Archive for the ‘Code’ Category

Why does layout change in IE when UL is alone in a TD vs having an extra empty DIV?

Friday, July 31st, 2009

I’m trying to find an answer to my layout question — I posted it to stack overflow:Why does layout change in IE when UL is alone in a TD vs having an extra empty DIV?. I’m posting it here as well, so I can upload a screenshot.

Update: There is now an answer on the stackoverflow question; One of the css rules makes the li tag white — it doesn’t have to, because the a is white. IE takes the spaces between the lis, and puts them in the enclusing td. This pushes the li down, causing it to overlap the border line.

I’m adding css-based tab navigation to a site that is still using table-based layout. When I place my tab list inside a td, there is a visual “gap” that you can see. If I put an empty div with “width: 100%” in the td, then my tab list displays correctly. (It also works fine outside the table.)Why does the div make the tabs lay out correctly, and is there a better way to make them do so without adding a content-free div?Here’s my test case: Test Case: Why does layout change in IE when UL is alone in a TD vs having an extra empty DIV?And a Screen Shot:

Screen shot of the error in IE 7

Unit Test Abuses — Who Needs Mocks?

Friday, April 11th, 2008

So, when I fix a bug, I like to wrap a test around it to catch regressions. When I wrote the test for the bug discussed under Debugging adventures with DBD::Sybase, I had to make an unusual work-around…

eval {
    # ick. ick. ick. You didn't see me do this.
    no warnings 'redefine';
    local *App::is_schedule_found = sub { pass("called bogus func");  return (1, 'ok'); };
    ($ok, $msg) = App::process_row($dbh, $questionable_row);
    ok($ok, "processing row: $msg");
unlike($@, qr/^Panic: Can't have multiple statement handles on a single database handle when AutoCommit is OFF/,
        "Sybase Error Handling busted");

I’ve changed the package name to “App” to protect the guilty. process_row calls is_schedule_found, and bails out if it’s not found. Since this bug only show up when testing against the real database, I can’t fake out the data source. So I insert the appropriate prerequisite data, and then run the procedure. But I don’t want to build up the whole structure just to adjust one table. (The database doesn’t have integrity constraints… Not my preference, but that’s how it is today.)

So I replace the function that checks for the schedule with one that always returns true. I don’t need to dependency inject a mock with an interface, I just adjust the global symbol table.

Debugging adventures with DBD::Sybase

Tuesday, April 8th, 2008

So, I recently debugged an error in some code I inherited. It was a relatively bizarre corner case that I thought might be interested.

The code is Perl running on windows, accessing a sybase database using DBI and DBD::Sybase.

This was the basic structure of the code:

 sub process_record {
	my $record = shift;

	if (is_record_in_db($record)) {
		if (mark_existing_record_deleted($record)) {
	} else {

There was some other stuff in there too, but it doesn’t matter for this story.
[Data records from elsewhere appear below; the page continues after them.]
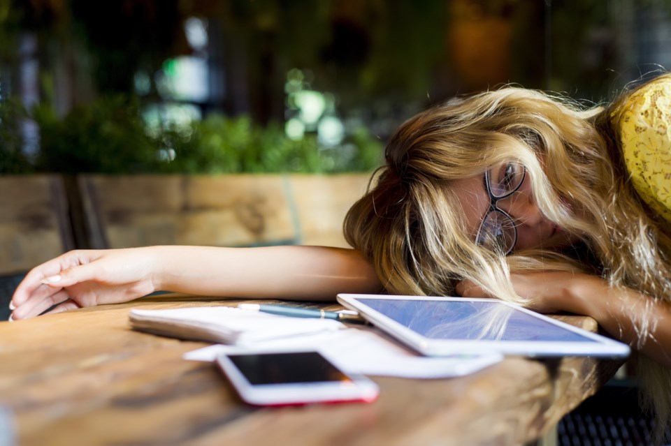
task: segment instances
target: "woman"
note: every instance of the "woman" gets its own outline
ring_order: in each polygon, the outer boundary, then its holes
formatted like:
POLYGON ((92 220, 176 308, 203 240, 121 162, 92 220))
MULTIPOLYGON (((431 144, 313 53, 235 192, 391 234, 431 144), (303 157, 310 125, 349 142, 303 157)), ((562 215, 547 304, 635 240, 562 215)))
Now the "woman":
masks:
MULTIPOLYGON (((648 196, 645 181, 635 188, 629 179, 628 168, 646 170, 623 161, 635 138, 623 147, 619 141, 640 127, 628 116, 657 110, 641 97, 661 89, 655 101, 665 97, 668 105, 670 84, 669 75, 661 76, 605 110, 517 88, 452 100, 391 137, 375 186, 345 222, 355 249, 73 251, 28 274, 13 296, 13 317, 157 290, 309 300, 383 290, 496 296, 592 316, 641 351, 639 373, 665 424, 671 225, 664 206, 651 204, 660 200, 648 196)), ((671 152, 668 135, 660 141, 671 152)))

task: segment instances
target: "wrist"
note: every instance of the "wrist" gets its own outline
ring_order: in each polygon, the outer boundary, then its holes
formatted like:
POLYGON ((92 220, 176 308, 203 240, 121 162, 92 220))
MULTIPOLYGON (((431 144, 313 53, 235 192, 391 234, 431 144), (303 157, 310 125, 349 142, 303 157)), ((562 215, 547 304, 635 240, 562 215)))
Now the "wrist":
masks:
POLYGON ((140 248, 145 250, 148 263, 147 279, 153 291, 168 291, 166 260, 170 259, 169 246, 148 246, 140 248))
POLYGON ((566 309, 571 313, 589 316, 599 322, 601 312, 598 304, 603 300, 607 284, 596 276, 580 274, 567 287, 566 309))

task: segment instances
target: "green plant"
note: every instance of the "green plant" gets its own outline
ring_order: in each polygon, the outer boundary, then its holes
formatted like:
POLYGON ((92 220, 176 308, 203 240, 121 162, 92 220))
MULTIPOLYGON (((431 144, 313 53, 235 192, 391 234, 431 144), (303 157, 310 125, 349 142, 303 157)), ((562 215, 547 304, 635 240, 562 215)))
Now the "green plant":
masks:
POLYGON ((33 171, 24 153, 22 121, 28 114, 15 98, 0 101, 0 174, 22 174, 33 171))
POLYGON ((138 110, 124 96, 78 106, 62 119, 49 105, 38 105, 32 113, 40 128, 37 169, 65 174, 157 170, 156 143, 138 110))
POLYGON ((277 123, 261 126, 247 116, 212 114, 187 124, 148 127, 137 101, 105 96, 59 117, 45 103, 29 116, 17 103, 0 103, 0 172, 331 173, 368 171, 382 161, 382 144, 364 128, 325 147, 315 134, 293 140, 277 123), (40 149, 22 151, 21 119, 40 129, 40 149))

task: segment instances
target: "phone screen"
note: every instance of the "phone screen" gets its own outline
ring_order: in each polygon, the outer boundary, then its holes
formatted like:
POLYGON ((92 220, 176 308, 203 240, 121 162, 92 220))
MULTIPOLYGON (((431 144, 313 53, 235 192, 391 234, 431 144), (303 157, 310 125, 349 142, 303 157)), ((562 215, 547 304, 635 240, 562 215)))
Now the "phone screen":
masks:
POLYGON ((351 382, 317 352, 228 355, 252 385, 351 382))

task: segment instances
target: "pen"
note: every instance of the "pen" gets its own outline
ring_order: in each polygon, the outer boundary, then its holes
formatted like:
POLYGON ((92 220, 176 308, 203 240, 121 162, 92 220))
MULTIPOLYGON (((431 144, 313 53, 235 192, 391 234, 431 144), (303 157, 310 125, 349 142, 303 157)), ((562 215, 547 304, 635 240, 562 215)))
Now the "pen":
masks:
POLYGON ((335 319, 340 322, 354 322, 356 324, 368 323, 368 322, 363 319, 363 318, 359 315, 357 313, 339 313, 336 311, 325 311, 316 309, 301 309, 296 306, 287 306, 284 305, 259 305, 258 304, 238 304, 238 308, 243 310, 276 314, 280 316, 335 319))

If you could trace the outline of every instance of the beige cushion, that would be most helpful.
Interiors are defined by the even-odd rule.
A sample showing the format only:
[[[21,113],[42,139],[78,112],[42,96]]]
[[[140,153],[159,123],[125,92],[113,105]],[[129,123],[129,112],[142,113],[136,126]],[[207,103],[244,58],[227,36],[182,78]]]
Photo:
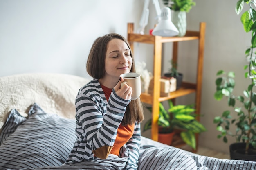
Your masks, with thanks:
[[[26,116],[27,109],[34,103],[46,113],[74,118],[76,96],[79,89],[89,81],[75,76],[51,73],[0,77],[0,129],[12,109]]]

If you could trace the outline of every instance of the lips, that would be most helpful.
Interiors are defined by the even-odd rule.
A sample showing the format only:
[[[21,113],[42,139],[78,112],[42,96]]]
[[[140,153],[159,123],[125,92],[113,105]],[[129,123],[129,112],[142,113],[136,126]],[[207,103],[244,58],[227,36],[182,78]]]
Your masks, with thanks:
[[[121,68],[117,68],[118,69],[122,69],[122,70],[125,70],[125,69],[127,69],[129,68],[129,67],[128,66],[125,66],[125,67],[121,67]]]

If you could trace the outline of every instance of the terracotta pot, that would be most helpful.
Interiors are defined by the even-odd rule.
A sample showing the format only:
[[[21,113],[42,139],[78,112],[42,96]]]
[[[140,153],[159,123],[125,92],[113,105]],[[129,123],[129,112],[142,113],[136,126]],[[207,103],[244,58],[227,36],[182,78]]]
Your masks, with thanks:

This code had been in production for about a year, and it’s been working fine. Suddenly we start getting this error:

Panic: Can't have multiple statement handles on a single database handle when AutoCommit is OFF

It also gives a line number from the bowels of DBD::Sybase. I try to get a full stack trace by running it under -MCarp=verbose . But, DBD::Sybase doesn’t croak, it dies, so I can’t see which call of mine is killing it. I don’t feel like hitting the debugger yet, so I think some more.

Now, this error comes only after we’ve processed 5000 or so records, so I take a look to see what’s different about the record where it fails, and I notice that it takes the path which calls mark_existing_record_deleted, while none of the others do. (Inserts heavily outnumber updates on this application.)

(Note: all of the called routines access the database.) DBD::Sybase doesn’t allow you to have multiple statement handles. So I look in the code and see that, sure enough, mark_existing_record_deleted doesn’t have a call to $sth->finish . But neither does is_record_in_db! Now I’m wondering, “how does this thing work at all?”

The answer is, that DBD::Sybase automatically finishes the handle for you when you read past the last row. So when there’s no data in the database, the query in is_record_in_db returns no rows. One fetch is “past the end,” so the handle gets closed. But when there is data, the query handle is open, causing the application to die when you try to open another handle in mark_existing_record_deleted.

So, watch out for that when you write code against Sybase.